Rod Cameron, dean of applied training and motor power at Fanshawe College agrees the road for high school graduates looking for an apprenticeship is very hard.

Compounding the problem is the fact Canadian industry is no longer able to lure skilled workers from England and Europe. European workers are doing quite well and have no need to immigrate across the ocean to enjoy a decent life style.

Len Greenwell, chairman of apprenticeship for 150 Iron Workers in the London area told me that his union trains their own students with a 1:5 ratio of journeymen to apprentices. Sadly, they are the exception.

Everyone admits it is a crying shame that our young men and women are shut out of the trades. No job, no apprenticeship and no tradesmen. Canadians suffer the consequences of the lack of skilled craftsmen. We will have delays and higher costs for construction companies, manufacturers and other labour-orientated businesses.

The Ministry of Trades faxed me six full sheets entitled, "Projections of Retirements by Occupations for 2000-2010." Scary stuff.

One third of our skilled trades people in 1996 were 45 years and older.

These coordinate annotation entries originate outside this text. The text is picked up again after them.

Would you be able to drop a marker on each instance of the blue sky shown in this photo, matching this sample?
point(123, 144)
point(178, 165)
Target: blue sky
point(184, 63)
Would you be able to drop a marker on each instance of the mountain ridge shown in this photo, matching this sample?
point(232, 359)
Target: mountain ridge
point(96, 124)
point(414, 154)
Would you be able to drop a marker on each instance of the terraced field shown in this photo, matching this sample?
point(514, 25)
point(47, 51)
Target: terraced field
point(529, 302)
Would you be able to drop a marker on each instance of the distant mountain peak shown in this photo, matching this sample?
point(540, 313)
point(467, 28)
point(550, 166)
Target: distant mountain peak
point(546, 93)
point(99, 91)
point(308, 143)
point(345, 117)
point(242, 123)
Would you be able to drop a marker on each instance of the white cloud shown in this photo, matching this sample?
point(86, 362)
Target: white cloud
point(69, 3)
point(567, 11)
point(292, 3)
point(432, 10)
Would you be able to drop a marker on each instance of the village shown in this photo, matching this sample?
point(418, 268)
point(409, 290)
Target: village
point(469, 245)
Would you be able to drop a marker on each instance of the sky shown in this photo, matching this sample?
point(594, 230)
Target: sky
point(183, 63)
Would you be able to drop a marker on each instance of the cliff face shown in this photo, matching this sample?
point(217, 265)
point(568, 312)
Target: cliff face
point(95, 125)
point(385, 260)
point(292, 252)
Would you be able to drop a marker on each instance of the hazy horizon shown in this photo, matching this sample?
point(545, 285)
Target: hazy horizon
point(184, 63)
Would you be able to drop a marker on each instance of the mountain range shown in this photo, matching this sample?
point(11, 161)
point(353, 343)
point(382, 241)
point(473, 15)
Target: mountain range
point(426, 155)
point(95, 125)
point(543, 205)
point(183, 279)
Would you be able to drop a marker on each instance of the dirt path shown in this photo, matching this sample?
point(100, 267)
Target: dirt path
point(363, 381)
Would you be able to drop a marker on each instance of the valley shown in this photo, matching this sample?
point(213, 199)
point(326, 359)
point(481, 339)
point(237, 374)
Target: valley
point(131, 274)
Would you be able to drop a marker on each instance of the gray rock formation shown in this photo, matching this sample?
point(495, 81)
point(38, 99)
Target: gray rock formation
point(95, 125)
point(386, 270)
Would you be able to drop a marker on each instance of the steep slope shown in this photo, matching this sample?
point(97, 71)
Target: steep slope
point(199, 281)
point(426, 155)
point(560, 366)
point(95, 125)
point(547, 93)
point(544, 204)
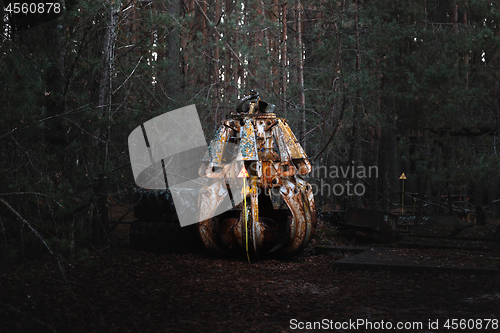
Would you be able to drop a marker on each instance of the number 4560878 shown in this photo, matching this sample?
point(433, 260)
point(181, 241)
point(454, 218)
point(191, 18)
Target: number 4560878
point(33, 8)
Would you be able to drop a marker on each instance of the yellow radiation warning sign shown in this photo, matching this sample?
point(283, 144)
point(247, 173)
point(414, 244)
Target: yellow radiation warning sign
point(243, 173)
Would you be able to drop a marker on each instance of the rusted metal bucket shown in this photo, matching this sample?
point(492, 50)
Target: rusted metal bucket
point(273, 211)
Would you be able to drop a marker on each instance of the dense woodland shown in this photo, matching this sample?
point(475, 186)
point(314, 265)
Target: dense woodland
point(407, 86)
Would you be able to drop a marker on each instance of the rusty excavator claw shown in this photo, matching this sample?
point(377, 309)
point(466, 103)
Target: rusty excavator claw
point(254, 165)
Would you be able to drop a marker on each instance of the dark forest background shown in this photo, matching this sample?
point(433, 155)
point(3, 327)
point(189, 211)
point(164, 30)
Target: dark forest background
point(407, 86)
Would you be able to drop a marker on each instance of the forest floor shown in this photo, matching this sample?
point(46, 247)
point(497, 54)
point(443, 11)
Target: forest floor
point(123, 290)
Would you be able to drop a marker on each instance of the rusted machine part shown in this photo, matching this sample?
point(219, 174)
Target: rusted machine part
point(266, 146)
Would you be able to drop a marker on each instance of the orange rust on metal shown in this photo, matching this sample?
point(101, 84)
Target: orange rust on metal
point(267, 147)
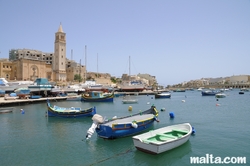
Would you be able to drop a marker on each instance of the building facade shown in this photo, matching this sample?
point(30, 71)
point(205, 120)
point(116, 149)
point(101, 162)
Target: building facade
point(28, 64)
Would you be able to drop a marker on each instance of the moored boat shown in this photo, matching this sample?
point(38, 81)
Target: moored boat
point(220, 95)
point(162, 95)
point(123, 126)
point(163, 139)
point(71, 112)
point(97, 96)
point(22, 92)
point(209, 93)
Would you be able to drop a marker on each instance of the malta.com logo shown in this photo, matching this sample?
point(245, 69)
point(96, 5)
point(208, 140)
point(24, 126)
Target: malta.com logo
point(210, 159)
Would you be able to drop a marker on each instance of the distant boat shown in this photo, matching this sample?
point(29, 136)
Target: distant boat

Today they are 53 plus. You don't have to be a rocket scientist to figure out what's going to happen.

Mr. Cameron has a simple solution to help get rid of the bottleneck and provide meaningful jobs and apprenticeships for our youth. "The federal government should provide tax incentives for companies that employ apprentices," he says.

There is no federal-provincial agreement on training between Ontario and the powers in Ottawa. It is all about politics. Pity.